振り返ると、小森くんは何故かもじもじと耳を赤らめて「えっとな……」と躊躇いがちに話し始める。
「明日、愛実のところお見舞い行くんやったら……僕も一緒に行ってええ?」
「へ?」
唐突すぎて呆気にとられると、たちまち彼はしゅんと眉を下げた。
「やっぱ迷惑やんな……女の子同士つもる話もあるやろうし」
「あ、いや! 全然私は構わないよ。先輩も気にしないと思うし」
私が慌ててそう言うと、小森くんは「ほんま!」と少女漫画のキャラクターみたいにキラキラと目を輝かせる。

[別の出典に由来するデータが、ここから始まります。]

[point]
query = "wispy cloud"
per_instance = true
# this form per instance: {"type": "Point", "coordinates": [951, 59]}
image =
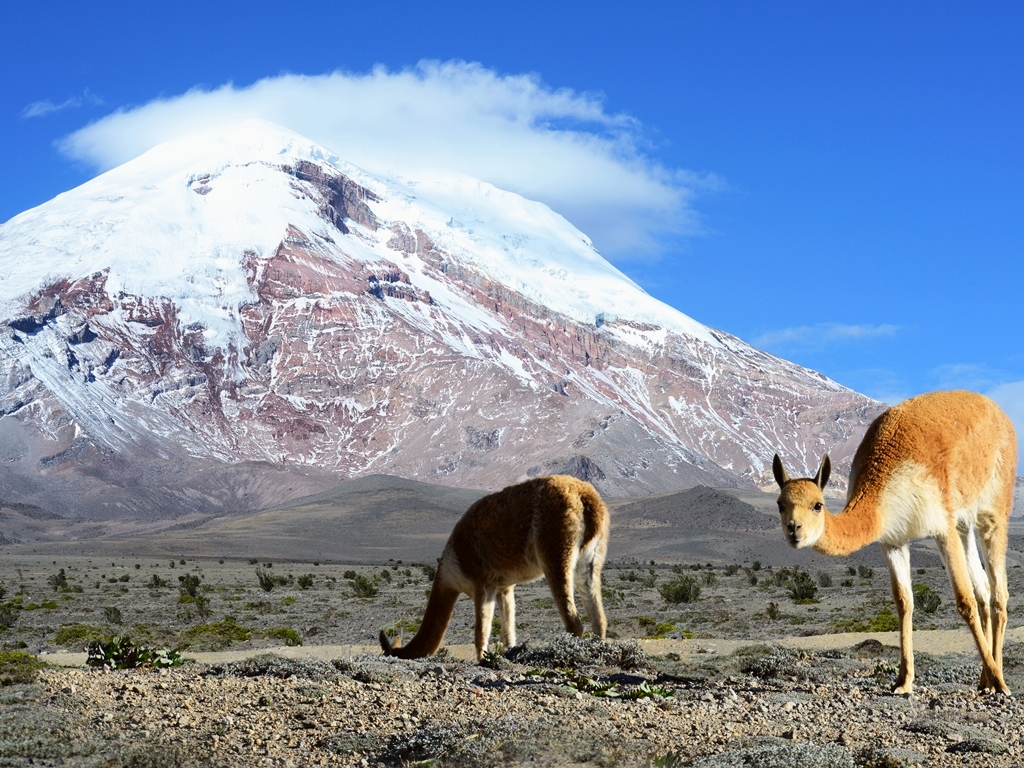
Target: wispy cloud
{"type": "Point", "coordinates": [821, 334]}
{"type": "Point", "coordinates": [46, 107]}
{"type": "Point", "coordinates": [1011, 398]}
{"type": "Point", "coordinates": [557, 145]}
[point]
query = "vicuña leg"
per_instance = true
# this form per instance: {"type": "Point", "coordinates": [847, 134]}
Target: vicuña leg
{"type": "Point", "coordinates": [967, 605]}
{"type": "Point", "coordinates": [507, 602]}
{"type": "Point", "coordinates": [483, 602]}
{"type": "Point", "coordinates": [898, 560]}
{"type": "Point", "coordinates": [559, 576]}
{"type": "Point", "coordinates": [993, 547]}
{"type": "Point", "coordinates": [589, 583]}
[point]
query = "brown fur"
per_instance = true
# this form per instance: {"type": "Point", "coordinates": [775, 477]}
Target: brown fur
{"type": "Point", "coordinates": [941, 464]}
{"type": "Point", "coordinates": [555, 526]}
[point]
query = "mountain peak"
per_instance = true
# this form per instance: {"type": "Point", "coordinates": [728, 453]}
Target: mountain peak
{"type": "Point", "coordinates": [244, 294]}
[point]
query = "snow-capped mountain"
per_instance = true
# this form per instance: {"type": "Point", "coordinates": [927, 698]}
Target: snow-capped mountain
{"type": "Point", "coordinates": [245, 304]}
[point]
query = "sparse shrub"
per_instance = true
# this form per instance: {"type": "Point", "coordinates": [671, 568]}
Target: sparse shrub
{"type": "Point", "coordinates": [76, 634]}
{"type": "Point", "coordinates": [189, 584]}
{"type": "Point", "coordinates": [680, 590]}
{"type": "Point", "coordinates": [363, 587]}
{"type": "Point", "coordinates": [290, 636]}
{"type": "Point", "coordinates": [926, 598]}
{"type": "Point", "coordinates": [112, 614]}
{"type": "Point", "coordinates": [58, 581]}
{"type": "Point", "coordinates": [266, 581]}
{"type": "Point", "coordinates": [222, 633]}
{"type": "Point", "coordinates": [17, 668]}
{"type": "Point", "coordinates": [802, 588]}
{"type": "Point", "coordinates": [202, 605]}
{"type": "Point", "coordinates": [122, 653]}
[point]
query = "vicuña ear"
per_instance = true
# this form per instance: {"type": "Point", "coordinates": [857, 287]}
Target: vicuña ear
{"type": "Point", "coordinates": [821, 478]}
{"type": "Point", "coordinates": [780, 475]}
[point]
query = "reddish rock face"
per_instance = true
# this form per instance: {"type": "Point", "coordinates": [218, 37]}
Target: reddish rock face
{"type": "Point", "coordinates": [345, 367]}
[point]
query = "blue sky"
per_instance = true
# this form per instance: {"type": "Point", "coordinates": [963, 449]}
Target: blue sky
{"type": "Point", "coordinates": [838, 183]}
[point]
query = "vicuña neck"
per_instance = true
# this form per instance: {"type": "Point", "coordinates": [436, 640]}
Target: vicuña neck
{"type": "Point", "coordinates": [857, 525]}
{"type": "Point", "coordinates": [440, 605]}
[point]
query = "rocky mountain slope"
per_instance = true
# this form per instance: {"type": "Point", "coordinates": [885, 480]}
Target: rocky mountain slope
{"type": "Point", "coordinates": [241, 317]}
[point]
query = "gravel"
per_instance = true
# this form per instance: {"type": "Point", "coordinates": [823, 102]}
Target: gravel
{"type": "Point", "coordinates": [761, 707]}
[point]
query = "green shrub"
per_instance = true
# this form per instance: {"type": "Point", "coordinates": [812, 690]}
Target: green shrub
{"type": "Point", "coordinates": [290, 636]}
{"type": "Point", "coordinates": [680, 590]}
{"type": "Point", "coordinates": [18, 667]}
{"type": "Point", "coordinates": [926, 598]}
{"type": "Point", "coordinates": [122, 653]}
{"type": "Point", "coordinates": [363, 587]}
{"type": "Point", "coordinates": [189, 584]}
{"type": "Point", "coordinates": [802, 588]}
{"type": "Point", "coordinates": [112, 614]}
{"type": "Point", "coordinates": [224, 633]}
{"type": "Point", "coordinates": [58, 581]}
{"type": "Point", "coordinates": [77, 635]}
{"type": "Point", "coordinates": [266, 581]}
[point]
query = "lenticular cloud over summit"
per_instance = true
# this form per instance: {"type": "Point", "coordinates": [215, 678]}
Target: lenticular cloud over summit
{"type": "Point", "coordinates": [557, 146]}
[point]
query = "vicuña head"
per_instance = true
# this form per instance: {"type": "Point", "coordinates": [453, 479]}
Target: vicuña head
{"type": "Point", "coordinates": [555, 526]}
{"type": "Point", "coordinates": [938, 465]}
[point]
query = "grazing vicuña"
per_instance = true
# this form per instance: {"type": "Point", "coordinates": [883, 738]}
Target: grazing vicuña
{"type": "Point", "coordinates": [938, 465]}
{"type": "Point", "coordinates": [555, 526]}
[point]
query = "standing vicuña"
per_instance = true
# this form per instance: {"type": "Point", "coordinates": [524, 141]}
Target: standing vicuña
{"type": "Point", "coordinates": [941, 465]}
{"type": "Point", "coordinates": [554, 526]}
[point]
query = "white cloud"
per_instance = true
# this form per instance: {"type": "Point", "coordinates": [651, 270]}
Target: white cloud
{"type": "Point", "coordinates": [555, 145]}
{"type": "Point", "coordinates": [821, 334]}
{"type": "Point", "coordinates": [44, 108]}
{"type": "Point", "coordinates": [1011, 398]}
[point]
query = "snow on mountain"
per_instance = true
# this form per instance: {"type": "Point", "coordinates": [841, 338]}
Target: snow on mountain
{"type": "Point", "coordinates": [247, 296]}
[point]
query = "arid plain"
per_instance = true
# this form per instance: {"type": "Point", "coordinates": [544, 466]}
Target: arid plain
{"type": "Point", "coordinates": [701, 580]}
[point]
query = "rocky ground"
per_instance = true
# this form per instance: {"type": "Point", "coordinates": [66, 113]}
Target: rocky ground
{"type": "Point", "coordinates": [567, 702]}
{"type": "Point", "coordinates": [558, 702]}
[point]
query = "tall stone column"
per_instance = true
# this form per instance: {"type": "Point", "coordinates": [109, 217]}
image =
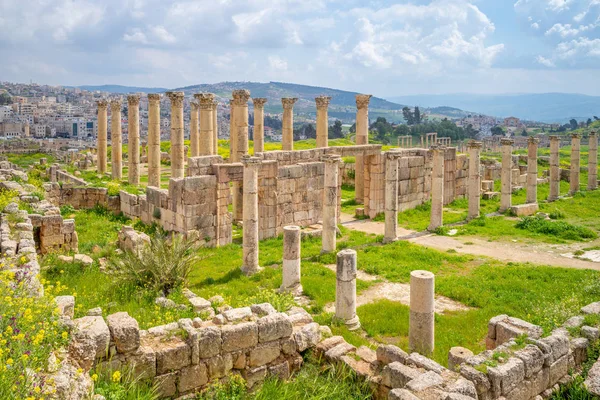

「ありがとう。僕一人やったら絶対追い返されるし、助かるわ。愛実、強がりやからなぁ」
「あのさ、小森くん……」
私はずっと気になってたことを思いきって切り出した。
「愛実ちゃんのこと、名前で呼ぶんだね」
「!」
彼は焦げ茶色の瞳をみるみる丸くし、カァッと赤くなった。
「あ、そ、それは僕もむっちゃ小っ恥ずかしいんやけど、本人がそう呼んでくれ言うから、前からずっとそうしててぇ……」
「前からって、幼馴染なの?」
私はしどろもどろに言う彼に尋ねる。
「幼馴染って程でも無いなぁ。僕、中学ん時こっちに越してきて、お隣さんが愛実ん家やったんや」
照れ隠しなのか、彼は顔の割に大きすぎる丸眼鏡をいじりながら言う。
「ほら僕、訛ってるやろ? 転校初日からそらぁもうイジられて……『漫才してみろ』だの『面白いこと言え』だの。ほんで学校で喋るんが嫌になって、引き込もってしもうた時期があったんや。でもある日、間違ぉて届けられた僕ん家宛の手紙を愛実が届けに来てくれた時に、何で学校来ないんか聞かれて……ほんでビシッと言われたんや――『くっだらない』て」
あー……情景が目に浮かぶ。
彼女なら言いそうだ、それも吐き捨てるように。
「『関西弁の何がおかしいの? 堂々と喋んなよ、この根性なし!』ゆうて……ほんま目が覚めたわ。頑張って標準語に直そうとしてたんが馬鹿らしゅうなって――あ、あかん!」
彼はふと駅の時計を見て、我に帰ったように叫んだ。
「もうバス来てまう、またな本田さん!」
「え、あ、うん」
小走りに駆けていく小森くんの背中は、火を見るよりも明らかに愛実ちゃんへの想いを物語っていて……。
彼女が千明くんにゾッコンだと知る私は、ちくりと胸が痛かった。